Culpabilité car j'ai le premium pour Battlefiel1 et claqué 4.99 euros dans un deck une unique fois dans Hearthstone (Sortez le martifouet)! Même si mon humble expérience sur B 1 (420 heures de jeu en multi et pas de solo) m'a permis de constater que les lootboxes en question ne sont que cosmétiques (ou alors pas et là, je saute par la fenêtre!!) du genre "skin ordre royal pour un flingue que tu n'utilises pas!", je n'ai pas ressenti une différence avec les joueurs ayant des skins dorés: je mets leurs "talent" pour unique fait d'arme. En gros, B1 ne me paraît pas être un pay-to-win malgré des cosmétiques payantes et personnalisables. En revanche, je souhaitais ne serait-ce qu'essayer Bf2 mais les commentaires du forum cpc et le dernier article m'ont bien refroidis! j'ai même envie de dire merci de m'avoir empêcher cette folie!! ::unsure::  Ainsi être détenteur du pack premium me gêne un peu, j'ai la désagréable impression d'avoir été manipulé, au delà du côté pourtant pratique d'être prioritaire et de ne pas mettre des coups de 15 baballes à chaque dlc. Toutes ces micro transactions apparaissent de partout, sur tous les AAA, me faisant regretter le temps des cod1.4 et des serveurs pirates ukrainiens ou russes, je ne sais plus (nostalgie des années 2000). Sans déconner, l'avenir est-il si sombre que cela?? ::blink:: 
Un petit rebond à propos de la neutralité du net en danger, avec ces amerloques qui viennent de la pourfendre comme une matraque à pointe pourfend le crâne adverse: purée, j'angoisse que dans quelques année je sois obligé de payer un surplus car je suis un s...d de joueur qui pompe la bande passante de pépé! Zut et re-zut!

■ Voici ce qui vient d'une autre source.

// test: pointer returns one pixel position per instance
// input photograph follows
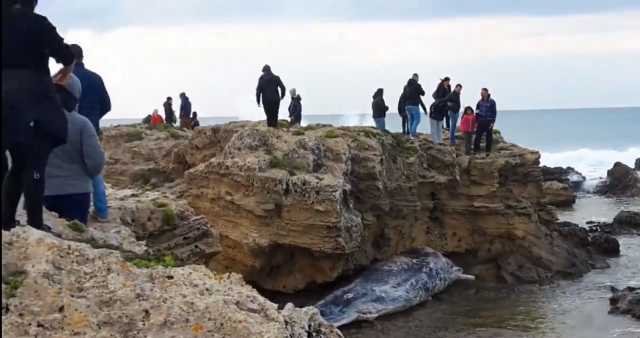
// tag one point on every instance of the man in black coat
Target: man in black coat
(267, 90)
(33, 122)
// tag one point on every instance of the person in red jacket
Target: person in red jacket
(156, 119)
(468, 128)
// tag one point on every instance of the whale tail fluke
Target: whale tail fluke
(466, 277)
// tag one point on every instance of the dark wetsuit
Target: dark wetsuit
(33, 122)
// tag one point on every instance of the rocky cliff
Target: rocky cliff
(57, 288)
(304, 206)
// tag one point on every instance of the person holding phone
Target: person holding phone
(33, 121)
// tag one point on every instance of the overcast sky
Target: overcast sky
(531, 54)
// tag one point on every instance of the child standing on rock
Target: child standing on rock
(468, 128)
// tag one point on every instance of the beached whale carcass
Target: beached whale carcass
(391, 286)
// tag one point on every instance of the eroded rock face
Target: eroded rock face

En tant que volatile, j'ai quelques noms d'oiseaux à leur balancer en pleine courge! cela me fait penser qu'en plus, avec la démocratisation de la fibre, le problème de la bande passante saturée est surtout un prétexte, un peu comme le stationnement: de gênant, il devient payant! Sans faire le beauseigne (pauvre gars en langage stéphanois, ou gaga pour les intimes, tiens, reprends du baraban, et viens ramasser les babets à cacasson pendant que t'es en caisse *), je commence à avoir les glandes sévères!
Coupable et angoissé, mince alors, pour un loisir qui nous appartenais avant que quelques actionnaires foutent le boxon!!RENDEZ MOI LES SENSATIONS D'AVANT!!

*"tiens, prends des feuilles de pissenlit (lardons et oeufs, c'est meilleur) et viens ramasser des pommes de pins en position accroupi pendant que tu es en arrêt maladie!

----------


## Papypoule fr

Bonjour les canards, bonjour à la rédaction!
je ne sais pas si je suis sur le bon topic mais il me vient une suggestion de sujet que cet exceptionnel magazine de consommation pourrait traiter, en rapport avec: 1- la récente panne informatique de la gare Montparnasse et de 2- l'obsolescence des logiciels des "grands" services français (sncf, banques et j'en passe).
Je m'explique: Il y a un an, je prends rdv avec mon banquier préféré pour m'expliquer sur mes agios équivalents au P.I.B. du Mali et pour accéder à un crédit à la consommation; le voyant péniblement pianoter sur son ordinateur, je constates que le bougre est encore sur windows xp (!!). Un pote plutôt bien calé dans ce domaine me soutien que ces pauvres banquiers n'ont pas les moyen de changer le parc des o.s., trop cher mon fils! Premier étonnement de ma part, on est en 2017 et on envoie des sondes sur des comètes! En discutant avec un autre pote qui lui, cette fois ci, bosse pour le service ferroviaire, il m'apprend que certains bousins de ladite entreprise publique de transport de bétail humain "tourneraient" encore sur des versions antérieures à window xp (je crois avoir entendu windows 98 pour certain logiciels de signalisation, mais je reste prudent, la bière avait bon goût ce soir là). 
Dites donc, il n'y aurait pas baleine sous gravillon, ou c'est ma parano qui reprend le dessus???!! ::blink:: 
Canardement vôtre, continuez comme vous le faites, votre impertinence est votre pertinence!!
Et bonne biture de fin d'année! :Gerbe:

----------


## LaVaBo

> Premier étonnement de ma part, on est en 2017 et on envoie des sondes sur des comètes!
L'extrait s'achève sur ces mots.